Clinical conditions that increase serum LDH (such as sepsis, cerebrovascular disease, hepatitis, hemolytic anemia)
Patients with complicated PPE (emphysema)
There was only one case with pleural effusion due to lymphoma; ıt was not included into the data set, because the lymphocyte count was too high.
Academic Board approval was obtained from the training planning board of T.R. Izmir University of Health Sciences Suat Seren Chest Diseases and Surgery Research Center with protocol number 48865165-302.14.01. The names, protocol numbers, age, and gender of the patients included in the study were recorded. LDH, ADA, LDH/ADA ratio, glucose, albumin, protein, pH and serum albumin, protein, LDH, glucose, ADA levels, pleural fluid examination, culture, and cytology were recorded.

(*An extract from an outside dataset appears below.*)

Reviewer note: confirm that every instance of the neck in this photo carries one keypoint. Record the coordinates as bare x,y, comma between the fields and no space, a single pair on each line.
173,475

Pleural fluid ADA level measurement
A minimum of 2 ml pleural fluid obtained by thoracentesis was transferred to SST plastic gel flat biochemistry tube with yellow cap and delivered to our hospital biochemistry laboratory on the same day. After 10 minutes of centrifugation at 3000 rpm, the BENBiochemicalenterprise ADA kit was quantitatively assayed using the kinetic method in the autoanalyzer (RocheCobas ® 6000 c-501). The value range was 4–20 U/L.
Pleural fluid LDH measurement
A minimum of 2 ml pleural fluid obtained by thoracentesis was transferred to SST plastic gel flat biochemistry tube with yellow cap and delivered to the biochemical laboratory of our hospital on the same day. After 10 minutes of centrifugation at 3000 rpm, the Roche ® LDH kit was run by the enzymatic method on the same day in the autoanalyzer (RocheCobas ® 6000 c-501). The value range was 135–225 U/L.
We calculated and analysed four ratios:
Cancer ratıo: The ratio between serum LDH - pleural ADA
Cancer ratio plus: The ratio of cancer ratio to the percentage of differential pleural lymphocyte count
Pleural Neutrofil/pleural lymphocyte ratio: The ratio of pleural neutrophil count to pleural lymphocyte.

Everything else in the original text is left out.